A well performing SQL statement starts all of sudden to misbehave? Fixing such queries is very much embedded into Oracle Autonomous’ strategy and here is how Automatic SQL Tuning Sets help.
What is the Automatic SQL Tuning Set? – Nigel Bayliss explains it all in a short informative blog post where he describes it as a system-maintained SQL tuning set that is an incredibly useful source of historic SQL performance metrics and execution plans. You can use ASTS to repair SQL performance regressions very quickly using SQL plan management.
An example of how to fix a SQL statement using SQL Plan management can be found in a previous post of Nigel entitled Repairing SQL Performance Regression with SQL Plan Management. Check this github example or who to “fix a misbehaving SQL query”.
Automatic SQL Tuning Sets were introduced in Oracle 19.7 where they were enabled by default. In 19.8 and 20c, they are disabled by default and MOS Doc ID 2686869.1 gives examples on how to enable and disable them:
exec DBMS_AUTO_TASK_ADMIN.ENABLE(
Client_Name => 'Auto STS Capture Task',
Operation => NULL,
Window_name => NULL);
You can check if the task is disabled or enabled by running:
SELECT Task_Name, Enabled
FROM DBA_AUTOTASK_SCHEDULE_CONTROL
WHERE Task_Name = 'Auto STS Capture Task';
The MOS note above shows also how to check the amount of space consumed by all SQL tuning sets and also the statement counts per SQL tuning set:
SELECT
Decode(SQLSet_Name,'SYS_AUTO_STS','ASTS','NON-ASTS'), count(*)

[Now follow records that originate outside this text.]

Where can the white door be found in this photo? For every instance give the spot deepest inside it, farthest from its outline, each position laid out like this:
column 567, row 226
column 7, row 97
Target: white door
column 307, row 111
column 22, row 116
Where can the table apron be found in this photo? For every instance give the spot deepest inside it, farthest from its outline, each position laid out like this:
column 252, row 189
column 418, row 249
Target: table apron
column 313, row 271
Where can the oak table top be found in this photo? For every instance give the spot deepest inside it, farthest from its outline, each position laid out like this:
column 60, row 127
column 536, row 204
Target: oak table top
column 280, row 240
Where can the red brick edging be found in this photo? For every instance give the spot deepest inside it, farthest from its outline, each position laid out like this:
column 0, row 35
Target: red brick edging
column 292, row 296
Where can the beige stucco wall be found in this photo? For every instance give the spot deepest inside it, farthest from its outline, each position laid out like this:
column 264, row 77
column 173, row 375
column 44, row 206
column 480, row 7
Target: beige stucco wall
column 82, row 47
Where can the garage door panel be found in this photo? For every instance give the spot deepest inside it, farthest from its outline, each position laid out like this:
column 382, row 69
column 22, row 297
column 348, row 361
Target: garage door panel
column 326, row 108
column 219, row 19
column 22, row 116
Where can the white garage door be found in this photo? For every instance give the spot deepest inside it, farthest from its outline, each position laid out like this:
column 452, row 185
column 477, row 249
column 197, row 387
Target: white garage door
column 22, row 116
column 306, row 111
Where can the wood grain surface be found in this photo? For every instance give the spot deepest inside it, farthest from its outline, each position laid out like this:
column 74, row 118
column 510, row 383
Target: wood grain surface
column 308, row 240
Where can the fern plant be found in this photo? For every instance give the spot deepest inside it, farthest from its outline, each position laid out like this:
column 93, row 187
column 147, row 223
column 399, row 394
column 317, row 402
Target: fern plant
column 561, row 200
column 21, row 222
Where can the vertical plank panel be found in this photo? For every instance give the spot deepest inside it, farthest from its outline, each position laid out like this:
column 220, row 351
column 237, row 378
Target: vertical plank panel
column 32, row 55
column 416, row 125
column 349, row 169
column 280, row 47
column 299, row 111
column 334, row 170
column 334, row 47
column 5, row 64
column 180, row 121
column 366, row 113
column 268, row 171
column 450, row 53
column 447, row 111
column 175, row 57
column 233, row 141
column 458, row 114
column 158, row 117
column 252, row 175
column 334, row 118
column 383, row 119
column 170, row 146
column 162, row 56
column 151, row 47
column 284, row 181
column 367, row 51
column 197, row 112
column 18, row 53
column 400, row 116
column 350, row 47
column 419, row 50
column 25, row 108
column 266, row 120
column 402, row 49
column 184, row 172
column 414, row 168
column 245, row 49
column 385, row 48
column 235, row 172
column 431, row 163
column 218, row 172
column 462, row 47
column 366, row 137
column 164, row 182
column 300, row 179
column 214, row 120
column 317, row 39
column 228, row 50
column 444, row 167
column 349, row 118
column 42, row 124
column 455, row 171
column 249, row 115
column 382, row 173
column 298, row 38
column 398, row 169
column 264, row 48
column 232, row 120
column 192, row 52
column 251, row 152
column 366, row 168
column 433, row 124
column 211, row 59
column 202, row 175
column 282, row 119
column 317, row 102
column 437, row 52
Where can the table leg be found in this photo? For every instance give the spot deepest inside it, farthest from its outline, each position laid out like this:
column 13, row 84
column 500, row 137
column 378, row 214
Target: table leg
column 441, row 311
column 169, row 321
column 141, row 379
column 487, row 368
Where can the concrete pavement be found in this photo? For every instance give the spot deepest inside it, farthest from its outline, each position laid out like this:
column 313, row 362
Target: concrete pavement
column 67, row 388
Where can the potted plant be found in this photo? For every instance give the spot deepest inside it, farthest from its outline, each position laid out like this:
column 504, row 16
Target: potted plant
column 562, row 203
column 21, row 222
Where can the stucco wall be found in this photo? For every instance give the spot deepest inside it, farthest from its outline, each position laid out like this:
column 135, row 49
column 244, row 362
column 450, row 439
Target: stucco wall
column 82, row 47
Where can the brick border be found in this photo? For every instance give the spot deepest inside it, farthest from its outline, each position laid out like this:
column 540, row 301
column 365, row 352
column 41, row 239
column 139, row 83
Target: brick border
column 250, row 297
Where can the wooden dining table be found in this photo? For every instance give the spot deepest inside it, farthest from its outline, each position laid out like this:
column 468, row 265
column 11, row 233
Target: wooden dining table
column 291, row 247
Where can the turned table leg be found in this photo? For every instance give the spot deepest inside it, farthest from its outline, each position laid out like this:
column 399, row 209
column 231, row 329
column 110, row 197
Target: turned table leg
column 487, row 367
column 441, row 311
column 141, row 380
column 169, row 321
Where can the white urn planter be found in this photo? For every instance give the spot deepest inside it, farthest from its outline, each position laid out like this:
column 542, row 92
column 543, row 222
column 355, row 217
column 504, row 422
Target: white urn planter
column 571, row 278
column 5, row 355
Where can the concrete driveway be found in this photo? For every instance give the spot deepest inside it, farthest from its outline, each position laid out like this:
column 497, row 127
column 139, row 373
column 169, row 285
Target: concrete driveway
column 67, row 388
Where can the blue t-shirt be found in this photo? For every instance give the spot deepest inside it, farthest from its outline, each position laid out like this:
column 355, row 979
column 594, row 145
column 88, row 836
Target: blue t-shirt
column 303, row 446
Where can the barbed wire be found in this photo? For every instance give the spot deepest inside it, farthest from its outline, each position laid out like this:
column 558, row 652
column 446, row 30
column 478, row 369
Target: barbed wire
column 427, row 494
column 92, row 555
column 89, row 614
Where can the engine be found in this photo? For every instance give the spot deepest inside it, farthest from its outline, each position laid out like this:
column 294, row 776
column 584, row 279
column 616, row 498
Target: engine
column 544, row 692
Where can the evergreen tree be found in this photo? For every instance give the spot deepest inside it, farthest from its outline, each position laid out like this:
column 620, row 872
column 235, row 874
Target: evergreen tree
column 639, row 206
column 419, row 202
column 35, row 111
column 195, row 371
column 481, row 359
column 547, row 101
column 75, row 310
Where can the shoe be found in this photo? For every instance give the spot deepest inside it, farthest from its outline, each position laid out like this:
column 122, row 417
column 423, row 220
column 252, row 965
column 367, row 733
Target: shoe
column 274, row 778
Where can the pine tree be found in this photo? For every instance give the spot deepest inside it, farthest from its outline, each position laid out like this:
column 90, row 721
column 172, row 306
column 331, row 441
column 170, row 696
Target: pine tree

FROM DBA_SQLSet_Statements
GROUP BY Decode(SQLSet_Name,'SYS_AUTO_STS','ASTS','NON-ASTS');
Oracle recommends that you enable ASTS and one reason for this is that Automatic Indexing relies on the ASTS.
In 20c, the data dictionary views related to ASTS changed a bit, so the queries form 19c will not work. Oracle moved it to DBA_AUTOTASK_SETTINGS.
The 20c run the following:
SELECT Task_Name, Enabled, Interval Task_Interval_in_Seconds
FROM DBA_AUTOTASK_SETTINGS
WHERE Task_Name = 'Auto STS Capture Task';
You can check details about the status of the task by running:
SELECT Task_Name, Status
FROM DBA_AUTOTASK_SCHEDULE_CONTROL
WHERE Task_Name = 'Auto STS Capture Task';
Do not worry that Oracle captures a lot of SQL statements – that is the idea after all as you improve the likelihood that you can repair queries that previously ran very quickly and did not show up in AWR. SQL statement performance regressions are repaired automatically and the automatic mode is enabled by setting the DBMS_SPM parameter ALTERNATE_PLAN_BASELINE to AUTO on supported platforms and it is currently equivalent to “AUTOMATIC_WORKLOAD_REPOSITORY+CURSOR_CACHE+SQL_TUNING_SET”.